Mdm Fauziah (left), Mdm Faridah (right).

The sisters come from a long line of family in the diamond business; their father was a diamond merchant pioneer. Their family’s chosen trade is representative of the flourishing Diamond Village that the Banjar people once famously established in old Singapore. Thus it seems fitting that the exhibition of its rich history returned to the MHC — the same area where the diamond trade in Singapore first took root, right in the heart of Kampong Gelam at Kampong Intan (Diamond Village), with the Banjar traders.

Artefacts on display

In fact, visitors of the exhibition will be able to view a replica of the Banjarmasin Diamond – originally a hefty 77-carat uncut stone set in a gold pendant which once belonged to Sultan Panenleka Adam of Banjarmasin and is widely regarded as a ‘war booty’ today. The diamond was seized by the Dutch after civil war erupted following the Sultan’s death in 1859 and subsequently cut into a 44-carat gem.

Besides diamonds, Urang Banjar also brings together over 100 exhibits, featuring ethnographic objects, photographs, community stories, and treasured family belongings, that trace the migration history of the Banjar community into Singapore, and highlights the contributions of the Banjar in the fields of entrepreneurship, Islamic scholarship, and language.

Banjar community researcher, Abdul Latiff bin Omar who is a descendant of a prominent Banjar diamond merchant pioneer in Singapore and has amassed a large collection of Banjar-related memorabilia and family heirlooms, hopes that “the exhibition will encourage a deeper appreciation of and instill greater pride amongst young Banjar for their heritage and culture”.

Food not forgotten

The practices that the sisters hope will not be completely lost within their community is the Banjarese language, which is “not too far from Bahasa Melayu (Malay)” and the sharing of culinary practices; to know the difference between “what is essentially Banjar and what are the kinds of cuisines which are actually influenced from others”.
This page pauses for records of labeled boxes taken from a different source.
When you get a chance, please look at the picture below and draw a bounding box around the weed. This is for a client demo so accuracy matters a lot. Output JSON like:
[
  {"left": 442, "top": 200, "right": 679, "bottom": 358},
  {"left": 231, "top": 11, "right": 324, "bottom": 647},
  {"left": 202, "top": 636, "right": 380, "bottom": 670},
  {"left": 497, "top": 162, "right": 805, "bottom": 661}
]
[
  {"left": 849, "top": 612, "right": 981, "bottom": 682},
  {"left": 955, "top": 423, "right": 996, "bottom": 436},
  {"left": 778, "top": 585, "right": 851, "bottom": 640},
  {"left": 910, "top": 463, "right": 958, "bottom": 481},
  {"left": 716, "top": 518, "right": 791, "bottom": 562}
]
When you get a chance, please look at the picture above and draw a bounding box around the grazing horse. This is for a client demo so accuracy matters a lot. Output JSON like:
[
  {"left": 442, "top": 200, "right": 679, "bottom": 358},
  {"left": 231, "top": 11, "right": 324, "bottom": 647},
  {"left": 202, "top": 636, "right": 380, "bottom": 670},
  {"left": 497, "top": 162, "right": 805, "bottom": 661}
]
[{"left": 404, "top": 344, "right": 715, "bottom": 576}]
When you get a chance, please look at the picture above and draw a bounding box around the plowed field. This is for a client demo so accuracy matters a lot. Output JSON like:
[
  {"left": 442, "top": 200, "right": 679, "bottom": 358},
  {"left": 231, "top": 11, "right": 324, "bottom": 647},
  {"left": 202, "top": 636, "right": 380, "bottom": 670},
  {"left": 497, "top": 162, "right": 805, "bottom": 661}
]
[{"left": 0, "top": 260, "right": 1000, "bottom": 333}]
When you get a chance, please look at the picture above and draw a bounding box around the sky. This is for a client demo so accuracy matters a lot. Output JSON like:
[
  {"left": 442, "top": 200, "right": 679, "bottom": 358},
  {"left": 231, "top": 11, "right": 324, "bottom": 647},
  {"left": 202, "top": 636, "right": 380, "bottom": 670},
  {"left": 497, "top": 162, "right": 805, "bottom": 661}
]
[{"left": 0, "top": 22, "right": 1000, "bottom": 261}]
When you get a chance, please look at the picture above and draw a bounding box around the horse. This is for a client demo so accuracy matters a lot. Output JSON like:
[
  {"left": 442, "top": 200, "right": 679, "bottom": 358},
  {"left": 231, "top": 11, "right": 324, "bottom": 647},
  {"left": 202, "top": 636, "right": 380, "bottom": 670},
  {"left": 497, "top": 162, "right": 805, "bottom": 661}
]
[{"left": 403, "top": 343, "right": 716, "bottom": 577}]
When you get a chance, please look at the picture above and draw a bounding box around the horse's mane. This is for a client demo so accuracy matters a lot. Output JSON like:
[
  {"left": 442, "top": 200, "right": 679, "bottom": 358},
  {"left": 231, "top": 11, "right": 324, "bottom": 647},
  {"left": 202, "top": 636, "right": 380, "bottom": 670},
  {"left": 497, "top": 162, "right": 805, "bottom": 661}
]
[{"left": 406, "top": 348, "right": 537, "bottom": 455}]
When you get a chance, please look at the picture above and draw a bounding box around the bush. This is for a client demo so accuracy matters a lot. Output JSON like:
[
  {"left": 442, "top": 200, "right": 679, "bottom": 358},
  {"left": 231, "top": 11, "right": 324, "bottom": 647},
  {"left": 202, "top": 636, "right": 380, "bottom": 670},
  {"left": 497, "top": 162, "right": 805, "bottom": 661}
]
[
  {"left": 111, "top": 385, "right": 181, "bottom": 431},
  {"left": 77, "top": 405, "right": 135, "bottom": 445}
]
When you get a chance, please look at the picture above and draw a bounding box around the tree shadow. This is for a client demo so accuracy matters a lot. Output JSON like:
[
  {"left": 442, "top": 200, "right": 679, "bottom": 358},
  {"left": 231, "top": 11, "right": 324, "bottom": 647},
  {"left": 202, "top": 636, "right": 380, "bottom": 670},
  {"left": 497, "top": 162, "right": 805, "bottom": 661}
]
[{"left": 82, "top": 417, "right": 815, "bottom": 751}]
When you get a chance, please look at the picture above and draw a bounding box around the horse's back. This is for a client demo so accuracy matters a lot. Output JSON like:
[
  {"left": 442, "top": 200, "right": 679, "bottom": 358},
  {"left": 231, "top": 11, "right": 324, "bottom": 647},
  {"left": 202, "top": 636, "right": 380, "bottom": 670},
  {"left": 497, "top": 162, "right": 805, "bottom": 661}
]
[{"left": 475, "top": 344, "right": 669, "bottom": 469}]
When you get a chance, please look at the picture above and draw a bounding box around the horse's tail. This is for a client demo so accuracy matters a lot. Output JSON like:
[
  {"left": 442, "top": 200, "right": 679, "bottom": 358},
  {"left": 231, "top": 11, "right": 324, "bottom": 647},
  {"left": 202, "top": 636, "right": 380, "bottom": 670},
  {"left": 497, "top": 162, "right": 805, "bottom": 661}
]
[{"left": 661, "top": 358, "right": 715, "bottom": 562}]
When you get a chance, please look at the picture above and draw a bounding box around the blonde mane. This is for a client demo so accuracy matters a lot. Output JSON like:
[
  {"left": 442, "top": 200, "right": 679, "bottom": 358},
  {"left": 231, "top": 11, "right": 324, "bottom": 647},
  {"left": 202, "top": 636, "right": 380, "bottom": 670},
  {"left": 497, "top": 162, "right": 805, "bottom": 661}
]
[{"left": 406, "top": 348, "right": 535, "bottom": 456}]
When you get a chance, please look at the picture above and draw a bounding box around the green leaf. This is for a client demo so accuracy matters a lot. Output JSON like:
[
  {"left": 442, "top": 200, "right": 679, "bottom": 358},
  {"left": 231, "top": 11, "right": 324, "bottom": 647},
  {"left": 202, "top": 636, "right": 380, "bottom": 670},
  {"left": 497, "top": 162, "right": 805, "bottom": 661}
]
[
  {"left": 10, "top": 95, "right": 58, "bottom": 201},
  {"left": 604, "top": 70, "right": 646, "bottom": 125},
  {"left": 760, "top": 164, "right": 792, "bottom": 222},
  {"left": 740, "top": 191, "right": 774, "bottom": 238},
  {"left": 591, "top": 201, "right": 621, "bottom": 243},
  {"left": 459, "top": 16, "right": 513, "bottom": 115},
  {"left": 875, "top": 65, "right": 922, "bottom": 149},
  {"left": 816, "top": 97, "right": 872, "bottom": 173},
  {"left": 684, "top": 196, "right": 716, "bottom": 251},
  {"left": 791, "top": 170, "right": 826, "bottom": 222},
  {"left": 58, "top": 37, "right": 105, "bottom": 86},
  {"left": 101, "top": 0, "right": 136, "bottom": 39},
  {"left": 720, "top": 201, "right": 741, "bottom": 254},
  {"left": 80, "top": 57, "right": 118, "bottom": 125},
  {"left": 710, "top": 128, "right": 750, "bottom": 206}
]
Not available commercially, Banjar food is mostly a family affair and a best kept secret among its people. Mdm Fauziah claims, “If you’re not invited to a Banjarese family’s home, you will not be able to taste it.”

So a definite highlight of the Malay CultureFest 2020 is the cooking demonstrations of Banjar cuisine where visitors can try their hand at cooking two popular Banjar dishes, Talam Banjar and Bingka Ubi. Visitors can also see these kueh come alive on a porcelain serving dish, or asahan, through an Augmented Reality experience set up in collaboration with students from the Singapore University of Technology and Design as they navigate the galleries — a first for an MHC exhibition.

While proud of being Banjarese, Mdm Faridah claims there is still “a level of shyness” among the community in promoting their culture and cuisine to outsiders. This special exhibition may just be the long-awaited showcase needed for Singapore’s smallest sub-ethnic Malay community to shine under the spotlight.